4 comments to Seeking in-depth space policy commentary

  • Dogsbd

    Although the supporting votes on ISS of 97/98 are not specifically mentioned the article does state, “Kerry now supports the space station”.

    It then goes with “his opposition to human exploration beyond Low Earth orbit is just as intense as his opposition to the space station had been in the 1990s.” which, judging from Senator Kerry’s own statements, I would say is a fair assessment.

  • Unfortunately, there are much larger issues in this election than civil space policy. Don’t expect anyone to pay much attention to it, one way or the other.

  • Robert G. Oler

    Mark Whittington is a friend, a good writer but he is blinded by GOP politics. I oppossed the space station in the 90’s (so did Mark I cowrote several Space News and other op eds along those line).

    As Rand points out there are so many other issues on the top burner that civil space isnt even going to blip except in certian areas.

    Robert G. Oler

  • Perry A. Noriega

    Mark Whittington and I must be equally blind, or at least presbyopic, because we bote are (or in my case were) GOP supporters of the first rank, who in my case have had to reconsider my allegiance to a political party that disdains and devalues what I consider to be of supreme importance. Sounds like what happened to Jack Schmitt when the GOP gave him little or no support for his reelection bid to the US Senate in 1982 in New Mexico.

    I’ve carried on ideological battles over space policy and goals with the Republicans for years. Then I suddenly realized they were about the past, geocentrism, stasis, and technocracy/reactonary, and I was about the future, space settlement, space utilization, dynamism, Karl Popper, Manuel Castells and Network organizaton, pragmatic libertarianism, practical anarchism,and individual activism for space. And theyb were not.

    Unfortunately Dynamists do not correspond well to conventional left-right political paradigms, nor do they play well with others in the conventional authoritarian-bureaucratic-hierarchical sense of conventional orgainzations. Thus Dynamists and conventional Republicans are not only not on the same page, they are not even reading from the same book.

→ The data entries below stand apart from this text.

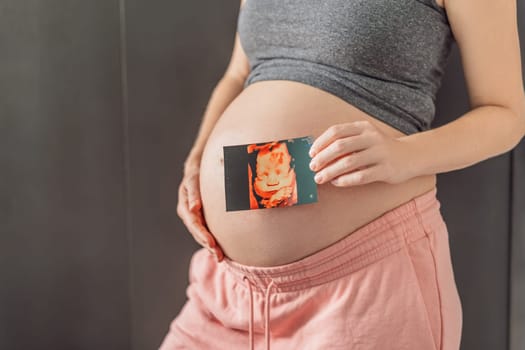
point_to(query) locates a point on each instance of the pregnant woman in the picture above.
(367, 266)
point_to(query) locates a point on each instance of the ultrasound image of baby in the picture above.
(268, 175)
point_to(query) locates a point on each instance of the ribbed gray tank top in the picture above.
(385, 57)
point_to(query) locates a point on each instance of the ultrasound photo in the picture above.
(271, 174)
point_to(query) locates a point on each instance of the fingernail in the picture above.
(219, 255)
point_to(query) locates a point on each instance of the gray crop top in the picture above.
(385, 57)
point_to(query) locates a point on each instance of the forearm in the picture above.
(226, 90)
(479, 134)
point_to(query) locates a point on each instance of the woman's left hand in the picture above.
(357, 153)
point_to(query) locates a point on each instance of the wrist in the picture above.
(192, 161)
(414, 155)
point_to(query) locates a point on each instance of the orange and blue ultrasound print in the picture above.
(269, 175)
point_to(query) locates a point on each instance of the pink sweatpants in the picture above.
(387, 286)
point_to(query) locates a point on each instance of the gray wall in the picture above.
(99, 103)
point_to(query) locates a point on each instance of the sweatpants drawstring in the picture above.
(250, 330)
(266, 313)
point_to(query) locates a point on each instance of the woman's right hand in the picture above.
(189, 208)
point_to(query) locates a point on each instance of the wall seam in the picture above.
(127, 161)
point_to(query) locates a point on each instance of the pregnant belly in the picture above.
(273, 110)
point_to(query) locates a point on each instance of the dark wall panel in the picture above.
(64, 248)
(176, 52)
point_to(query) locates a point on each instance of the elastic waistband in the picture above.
(371, 242)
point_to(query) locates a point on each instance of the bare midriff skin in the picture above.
(281, 109)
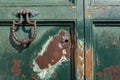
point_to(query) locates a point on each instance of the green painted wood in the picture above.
(106, 44)
(102, 35)
(18, 63)
(24, 57)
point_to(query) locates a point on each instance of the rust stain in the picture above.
(89, 63)
(34, 76)
(113, 72)
(100, 7)
(88, 14)
(99, 74)
(16, 68)
(59, 46)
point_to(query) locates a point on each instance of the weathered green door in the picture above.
(38, 39)
(102, 22)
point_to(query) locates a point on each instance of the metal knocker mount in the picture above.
(24, 16)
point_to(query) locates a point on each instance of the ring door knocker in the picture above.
(25, 15)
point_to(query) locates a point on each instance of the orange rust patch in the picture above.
(34, 76)
(88, 14)
(23, 76)
(54, 53)
(32, 65)
(100, 7)
(113, 72)
(16, 68)
(99, 74)
(89, 63)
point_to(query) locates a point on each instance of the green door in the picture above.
(39, 39)
(102, 28)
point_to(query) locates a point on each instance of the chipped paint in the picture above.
(53, 53)
(89, 63)
(57, 50)
(16, 67)
(100, 7)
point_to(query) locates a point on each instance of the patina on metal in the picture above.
(24, 15)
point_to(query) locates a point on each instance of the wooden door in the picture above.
(39, 39)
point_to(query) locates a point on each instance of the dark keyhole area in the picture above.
(66, 40)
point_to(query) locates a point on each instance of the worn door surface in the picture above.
(38, 39)
(102, 39)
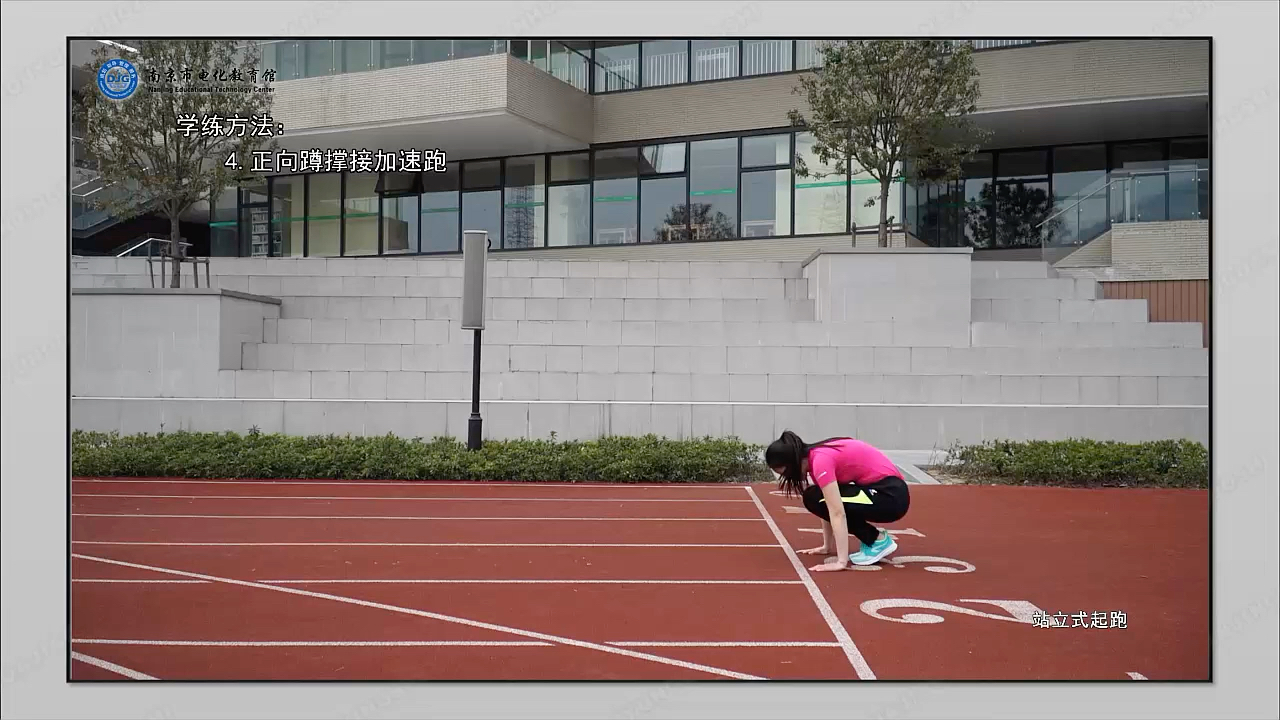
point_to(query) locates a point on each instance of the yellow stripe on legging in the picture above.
(860, 499)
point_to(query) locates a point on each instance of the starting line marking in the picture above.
(846, 643)
(420, 545)
(438, 643)
(408, 483)
(411, 497)
(112, 668)
(510, 518)
(438, 616)
(452, 580)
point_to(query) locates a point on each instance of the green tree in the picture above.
(172, 144)
(880, 103)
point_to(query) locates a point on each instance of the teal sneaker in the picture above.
(874, 552)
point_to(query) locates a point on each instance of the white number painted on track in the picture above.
(900, 561)
(1019, 610)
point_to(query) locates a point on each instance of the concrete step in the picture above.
(643, 384)
(1002, 269)
(1036, 288)
(886, 425)
(672, 309)
(443, 355)
(1052, 310)
(1086, 335)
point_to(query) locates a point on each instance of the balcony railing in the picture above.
(1124, 196)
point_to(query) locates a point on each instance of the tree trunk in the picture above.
(883, 228)
(176, 250)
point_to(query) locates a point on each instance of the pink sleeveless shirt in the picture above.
(849, 461)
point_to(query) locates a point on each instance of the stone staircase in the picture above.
(585, 347)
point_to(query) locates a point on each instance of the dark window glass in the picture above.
(713, 188)
(766, 204)
(663, 210)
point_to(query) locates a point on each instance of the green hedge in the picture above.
(256, 455)
(1083, 463)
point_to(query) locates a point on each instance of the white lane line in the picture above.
(446, 499)
(112, 668)
(412, 483)
(504, 545)
(846, 643)
(437, 616)
(457, 582)
(435, 643)
(316, 643)
(508, 518)
(643, 643)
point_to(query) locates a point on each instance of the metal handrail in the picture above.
(1118, 177)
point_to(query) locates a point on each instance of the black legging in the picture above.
(890, 499)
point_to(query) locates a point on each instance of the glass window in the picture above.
(287, 217)
(618, 163)
(361, 218)
(1188, 180)
(576, 167)
(433, 50)
(766, 150)
(396, 53)
(319, 58)
(400, 214)
(714, 59)
(1079, 195)
(663, 210)
(440, 210)
(713, 188)
(764, 57)
(617, 67)
(223, 226)
(483, 174)
(666, 62)
(979, 200)
(357, 55)
(865, 190)
(481, 210)
(324, 215)
(767, 204)
(662, 159)
(524, 203)
(476, 48)
(822, 197)
(568, 214)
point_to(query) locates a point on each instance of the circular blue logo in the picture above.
(118, 78)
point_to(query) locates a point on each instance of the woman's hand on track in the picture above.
(822, 550)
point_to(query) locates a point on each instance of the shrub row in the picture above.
(1075, 463)
(228, 455)
(1083, 463)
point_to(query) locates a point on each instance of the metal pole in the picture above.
(474, 423)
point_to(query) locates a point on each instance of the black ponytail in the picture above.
(787, 452)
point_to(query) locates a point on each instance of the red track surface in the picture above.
(302, 579)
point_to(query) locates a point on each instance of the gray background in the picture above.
(1244, 324)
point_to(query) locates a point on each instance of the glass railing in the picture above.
(1123, 196)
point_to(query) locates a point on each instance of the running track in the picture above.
(361, 580)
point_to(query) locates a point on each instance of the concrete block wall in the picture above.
(686, 347)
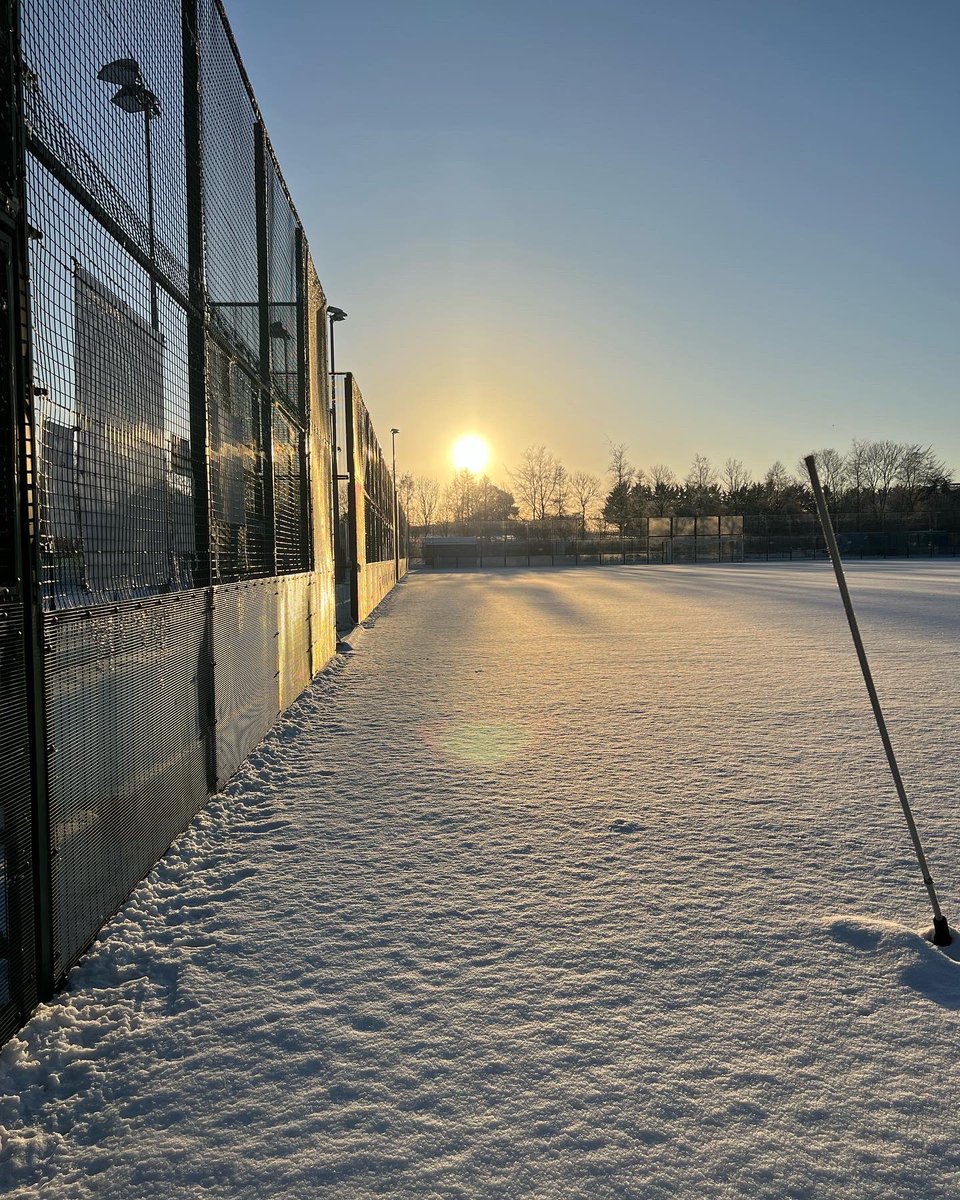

    They also do not agree on conventional views of what space is for, who should go there, who and how it should be paid for, and how it should be sold to an atomized culture successfully, if at all.So there is a gap as wide as space itself regarding space for the common man and woman the conventional space community has yet to recognize, let alone bridge. But I keep trying, one person, one editorial, one posting, one conversation, one speech at a time. Ad Aster per Aspera I guess.